Resultados e discussão
O grupo indígena foi contactado pelos missionários norte-americanos no final da década de 1940, com a promessa de salvação da alma e a oferta de produtos dos brancos, como medicamentos. Mas em troca deveriam abandonar as práticas de feitiçaria e o seu conceito de alma instável. Após serem aldeados na Guiana Inglesa e obrigados a morarem juntos em grandes aldeias interétnicas, a partir de 1970 passaram a retornar para a região RTM. Atualmente nas aldeias é comum observar a presença de diferentes etnias como Wai Wai, Xerew, Tiriyó, Mawayana, Katwena, e o convívio interpessoal e interétnico são apresentados como causas de queixas e perigos. Os relatos apontam que práticas de feitiçaria e contra-feitiçaria eram recorrentes antes da conversão, e eram baseados em ‘soprar’ determinadas palavras em objetos e na rememoração dos desafeto, prática descontinuada após o encontro com a ‘palavra correta’ de Jesus que retirou os sentimentos de tristeza e medo, tornando-os felizes. Os dados demonstram que a afirmação da felicidade, que ocorre nas conversas cotidianas e nos cultos semanais, indica que o estado de tristeza é um indicador perigoso porque pode ser resultado de feitiços e desencadear acusações a partir de relações étnicas e de parentesco e, no limite, desencadear processos de retorno à época da não conversão. E por isso que dores de cabeça, epilepsia e surtos psicóticos são prioritariamente tratados com medicamentos alopáticos obtidos junto ao sistema público ou particular. Há preferência pelo uso de medicamentos alopáticos, já que o tratamento correto para a cura de feitiços seria o contra-feitiço, que provocaria uma sequência de fraqueza, tristeza e a morte do seu demandante; a outra estratégia de cura sendo a mudança de local de moradia ou fundação de nova aldeia, longe da área de influência do feiticeiro, mas também distante dos equipamentos de saúde. Para os profissionais de saúde, a presença de pacientes com queixas de dores de cabeça é resultado da ‘perda’ do conhecimento médico tradicional decorrente da conversão. E que poderiam ser dirimidos com estratégias de fortalecimento da cultura tradicional e das práticas de bem-viver, que no âmbito institucional da saúde reafirmam ideias de coletividade e solidariedade que não estão presentes nos itinerários acompanhados e nos relatos das práticas de cuidado presentes no passado.

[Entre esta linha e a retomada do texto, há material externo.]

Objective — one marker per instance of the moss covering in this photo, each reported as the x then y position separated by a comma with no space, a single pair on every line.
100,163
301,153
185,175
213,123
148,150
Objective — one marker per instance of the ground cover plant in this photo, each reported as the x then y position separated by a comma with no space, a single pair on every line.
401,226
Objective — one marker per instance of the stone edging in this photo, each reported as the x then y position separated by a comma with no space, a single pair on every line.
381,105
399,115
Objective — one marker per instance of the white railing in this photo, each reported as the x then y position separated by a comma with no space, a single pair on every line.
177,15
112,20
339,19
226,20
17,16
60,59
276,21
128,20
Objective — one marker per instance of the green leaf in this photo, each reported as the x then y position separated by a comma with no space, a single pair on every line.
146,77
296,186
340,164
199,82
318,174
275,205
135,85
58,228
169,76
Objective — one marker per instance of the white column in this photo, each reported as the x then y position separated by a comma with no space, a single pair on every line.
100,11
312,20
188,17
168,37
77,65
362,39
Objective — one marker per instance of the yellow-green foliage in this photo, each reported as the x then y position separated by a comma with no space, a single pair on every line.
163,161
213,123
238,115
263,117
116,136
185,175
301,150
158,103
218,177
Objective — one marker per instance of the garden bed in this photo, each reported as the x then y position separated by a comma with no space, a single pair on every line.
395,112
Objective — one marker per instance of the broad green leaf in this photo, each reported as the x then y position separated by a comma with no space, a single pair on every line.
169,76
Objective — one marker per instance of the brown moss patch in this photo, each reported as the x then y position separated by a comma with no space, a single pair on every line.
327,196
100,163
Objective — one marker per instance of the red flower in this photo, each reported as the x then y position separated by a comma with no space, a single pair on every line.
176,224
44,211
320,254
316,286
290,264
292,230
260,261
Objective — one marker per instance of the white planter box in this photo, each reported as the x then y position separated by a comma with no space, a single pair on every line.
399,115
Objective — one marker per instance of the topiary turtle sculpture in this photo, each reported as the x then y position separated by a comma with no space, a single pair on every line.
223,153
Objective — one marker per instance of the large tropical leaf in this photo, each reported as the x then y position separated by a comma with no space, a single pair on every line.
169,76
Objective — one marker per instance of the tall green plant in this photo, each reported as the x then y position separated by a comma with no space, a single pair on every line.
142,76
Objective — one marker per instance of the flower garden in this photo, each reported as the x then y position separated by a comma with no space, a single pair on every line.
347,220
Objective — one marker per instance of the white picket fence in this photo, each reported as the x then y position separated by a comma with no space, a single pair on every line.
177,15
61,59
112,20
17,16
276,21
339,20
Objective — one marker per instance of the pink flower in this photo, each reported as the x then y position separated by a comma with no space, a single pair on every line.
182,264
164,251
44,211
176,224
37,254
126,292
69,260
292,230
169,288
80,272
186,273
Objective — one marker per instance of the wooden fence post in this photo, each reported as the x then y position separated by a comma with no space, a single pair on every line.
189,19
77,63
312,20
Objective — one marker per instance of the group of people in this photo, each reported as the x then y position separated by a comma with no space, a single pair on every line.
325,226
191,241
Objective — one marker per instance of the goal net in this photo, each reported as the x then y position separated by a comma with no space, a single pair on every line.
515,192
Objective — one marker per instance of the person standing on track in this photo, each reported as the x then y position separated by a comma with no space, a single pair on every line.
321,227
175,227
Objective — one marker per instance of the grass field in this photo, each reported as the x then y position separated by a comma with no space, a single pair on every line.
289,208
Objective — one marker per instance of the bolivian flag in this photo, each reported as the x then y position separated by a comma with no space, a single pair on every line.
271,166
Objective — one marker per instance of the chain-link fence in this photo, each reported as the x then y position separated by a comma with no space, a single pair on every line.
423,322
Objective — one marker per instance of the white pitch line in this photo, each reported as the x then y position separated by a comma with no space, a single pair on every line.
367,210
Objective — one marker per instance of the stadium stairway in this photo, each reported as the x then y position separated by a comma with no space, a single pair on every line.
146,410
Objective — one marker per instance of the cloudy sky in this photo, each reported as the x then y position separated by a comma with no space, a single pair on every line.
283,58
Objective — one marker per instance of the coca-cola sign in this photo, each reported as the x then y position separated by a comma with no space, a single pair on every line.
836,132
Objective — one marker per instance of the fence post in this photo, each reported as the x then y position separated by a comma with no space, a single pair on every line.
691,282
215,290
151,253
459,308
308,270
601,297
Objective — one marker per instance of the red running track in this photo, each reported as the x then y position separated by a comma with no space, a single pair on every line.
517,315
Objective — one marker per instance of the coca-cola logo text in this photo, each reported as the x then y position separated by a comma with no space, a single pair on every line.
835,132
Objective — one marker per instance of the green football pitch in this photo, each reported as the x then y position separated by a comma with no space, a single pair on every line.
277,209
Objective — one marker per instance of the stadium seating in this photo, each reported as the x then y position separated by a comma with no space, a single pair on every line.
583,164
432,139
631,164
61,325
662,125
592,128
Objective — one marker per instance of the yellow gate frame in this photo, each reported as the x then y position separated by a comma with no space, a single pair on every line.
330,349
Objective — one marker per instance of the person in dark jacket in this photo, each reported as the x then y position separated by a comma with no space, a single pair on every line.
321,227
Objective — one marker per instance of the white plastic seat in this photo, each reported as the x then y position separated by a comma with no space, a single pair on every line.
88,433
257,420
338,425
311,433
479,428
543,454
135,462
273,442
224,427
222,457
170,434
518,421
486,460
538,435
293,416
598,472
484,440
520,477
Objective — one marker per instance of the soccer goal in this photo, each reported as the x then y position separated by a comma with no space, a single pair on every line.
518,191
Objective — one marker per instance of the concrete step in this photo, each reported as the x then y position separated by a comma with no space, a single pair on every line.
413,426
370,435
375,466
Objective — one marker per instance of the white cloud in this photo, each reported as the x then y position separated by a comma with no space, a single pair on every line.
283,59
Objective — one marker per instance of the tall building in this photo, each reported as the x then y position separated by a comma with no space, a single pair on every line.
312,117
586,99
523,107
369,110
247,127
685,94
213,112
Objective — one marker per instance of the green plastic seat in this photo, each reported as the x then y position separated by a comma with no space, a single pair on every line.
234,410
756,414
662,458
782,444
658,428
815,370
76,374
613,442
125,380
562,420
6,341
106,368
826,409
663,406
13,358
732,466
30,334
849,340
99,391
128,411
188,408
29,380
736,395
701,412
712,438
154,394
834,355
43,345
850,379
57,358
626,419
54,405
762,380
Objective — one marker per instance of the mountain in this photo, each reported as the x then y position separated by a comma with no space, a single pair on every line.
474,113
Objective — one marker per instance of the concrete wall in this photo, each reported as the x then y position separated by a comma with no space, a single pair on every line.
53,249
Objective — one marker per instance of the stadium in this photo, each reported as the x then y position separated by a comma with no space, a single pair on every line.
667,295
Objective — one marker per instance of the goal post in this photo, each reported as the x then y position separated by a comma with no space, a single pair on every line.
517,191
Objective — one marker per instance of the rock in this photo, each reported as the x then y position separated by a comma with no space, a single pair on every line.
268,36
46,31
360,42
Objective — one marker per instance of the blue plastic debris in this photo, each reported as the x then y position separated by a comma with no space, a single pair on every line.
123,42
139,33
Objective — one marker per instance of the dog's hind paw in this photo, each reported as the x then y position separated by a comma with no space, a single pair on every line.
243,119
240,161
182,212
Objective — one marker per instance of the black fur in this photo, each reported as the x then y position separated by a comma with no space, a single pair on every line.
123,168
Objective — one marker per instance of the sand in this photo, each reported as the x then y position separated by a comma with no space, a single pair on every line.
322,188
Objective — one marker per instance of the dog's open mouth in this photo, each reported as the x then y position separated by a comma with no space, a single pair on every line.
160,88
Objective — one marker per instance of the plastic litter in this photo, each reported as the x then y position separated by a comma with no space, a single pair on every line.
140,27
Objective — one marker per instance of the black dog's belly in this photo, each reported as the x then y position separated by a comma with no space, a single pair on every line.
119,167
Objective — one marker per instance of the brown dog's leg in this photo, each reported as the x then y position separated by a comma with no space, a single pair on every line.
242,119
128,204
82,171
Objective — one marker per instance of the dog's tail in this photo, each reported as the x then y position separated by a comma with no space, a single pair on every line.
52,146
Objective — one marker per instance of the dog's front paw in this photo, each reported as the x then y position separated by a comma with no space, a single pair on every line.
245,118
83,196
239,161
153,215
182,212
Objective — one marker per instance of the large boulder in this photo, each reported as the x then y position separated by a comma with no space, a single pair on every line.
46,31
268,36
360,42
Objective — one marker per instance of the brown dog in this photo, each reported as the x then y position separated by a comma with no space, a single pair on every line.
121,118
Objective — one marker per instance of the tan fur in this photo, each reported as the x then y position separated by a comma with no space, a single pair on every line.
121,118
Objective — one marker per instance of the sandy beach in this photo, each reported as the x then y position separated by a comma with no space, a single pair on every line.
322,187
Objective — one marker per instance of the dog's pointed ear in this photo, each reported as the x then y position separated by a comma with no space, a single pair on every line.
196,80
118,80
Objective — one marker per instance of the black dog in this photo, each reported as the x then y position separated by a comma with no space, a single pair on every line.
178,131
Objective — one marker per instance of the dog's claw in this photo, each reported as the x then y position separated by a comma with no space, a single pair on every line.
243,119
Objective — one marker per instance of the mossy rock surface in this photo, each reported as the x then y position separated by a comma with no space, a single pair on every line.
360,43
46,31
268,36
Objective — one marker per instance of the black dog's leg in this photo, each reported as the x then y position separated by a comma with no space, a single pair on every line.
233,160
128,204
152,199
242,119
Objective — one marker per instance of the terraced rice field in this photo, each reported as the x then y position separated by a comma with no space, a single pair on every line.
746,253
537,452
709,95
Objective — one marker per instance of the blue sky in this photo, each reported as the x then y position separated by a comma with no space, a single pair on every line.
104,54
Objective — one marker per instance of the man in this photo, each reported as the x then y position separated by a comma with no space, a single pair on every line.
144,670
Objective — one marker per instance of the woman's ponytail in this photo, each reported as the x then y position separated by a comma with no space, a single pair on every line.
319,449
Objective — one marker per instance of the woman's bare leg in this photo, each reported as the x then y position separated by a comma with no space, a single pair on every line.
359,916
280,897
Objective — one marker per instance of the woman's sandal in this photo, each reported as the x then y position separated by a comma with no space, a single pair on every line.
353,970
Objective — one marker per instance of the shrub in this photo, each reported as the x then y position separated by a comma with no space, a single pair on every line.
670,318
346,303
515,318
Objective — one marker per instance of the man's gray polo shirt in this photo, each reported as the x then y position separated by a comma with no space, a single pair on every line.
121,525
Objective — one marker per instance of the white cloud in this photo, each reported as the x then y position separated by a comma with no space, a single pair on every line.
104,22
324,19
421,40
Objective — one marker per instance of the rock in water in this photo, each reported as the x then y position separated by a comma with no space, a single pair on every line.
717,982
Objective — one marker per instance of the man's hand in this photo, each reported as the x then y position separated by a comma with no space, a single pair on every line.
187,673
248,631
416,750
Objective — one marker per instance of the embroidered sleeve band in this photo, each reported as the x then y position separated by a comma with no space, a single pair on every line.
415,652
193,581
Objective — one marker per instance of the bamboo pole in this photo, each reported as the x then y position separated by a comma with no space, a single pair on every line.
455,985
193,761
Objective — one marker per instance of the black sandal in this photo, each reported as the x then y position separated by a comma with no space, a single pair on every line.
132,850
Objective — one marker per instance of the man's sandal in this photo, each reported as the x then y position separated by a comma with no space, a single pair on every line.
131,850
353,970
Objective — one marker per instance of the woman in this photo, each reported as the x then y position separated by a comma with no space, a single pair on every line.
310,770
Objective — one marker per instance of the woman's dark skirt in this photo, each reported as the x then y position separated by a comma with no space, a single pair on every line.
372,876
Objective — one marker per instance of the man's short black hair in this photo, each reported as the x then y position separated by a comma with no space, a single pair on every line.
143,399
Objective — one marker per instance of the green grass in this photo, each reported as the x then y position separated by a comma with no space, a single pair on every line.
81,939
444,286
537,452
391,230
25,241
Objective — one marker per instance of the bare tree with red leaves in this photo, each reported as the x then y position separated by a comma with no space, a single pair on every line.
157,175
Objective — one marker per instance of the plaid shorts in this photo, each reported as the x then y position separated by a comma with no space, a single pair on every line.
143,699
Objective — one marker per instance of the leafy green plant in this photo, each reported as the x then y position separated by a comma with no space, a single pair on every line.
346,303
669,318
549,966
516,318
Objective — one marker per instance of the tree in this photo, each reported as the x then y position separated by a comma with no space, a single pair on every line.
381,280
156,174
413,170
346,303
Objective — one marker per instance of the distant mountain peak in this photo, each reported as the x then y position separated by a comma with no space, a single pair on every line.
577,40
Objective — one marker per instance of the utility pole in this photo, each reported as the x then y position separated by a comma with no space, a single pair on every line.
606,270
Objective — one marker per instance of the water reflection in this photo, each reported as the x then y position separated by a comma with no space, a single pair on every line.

Conclusões/Considerações finais
Esse desencontro epistemológico demonstra que a implementação de práticas decoloniais de saúde precisa observar o contexto histórico e social dos grupos indígenas com suas concepções e práticas que compõem arranjos de elementos considerados tradicionais com não-tradicionais, evitando homogeneizar as diversas vivências dentro de categorias como do bem-viver.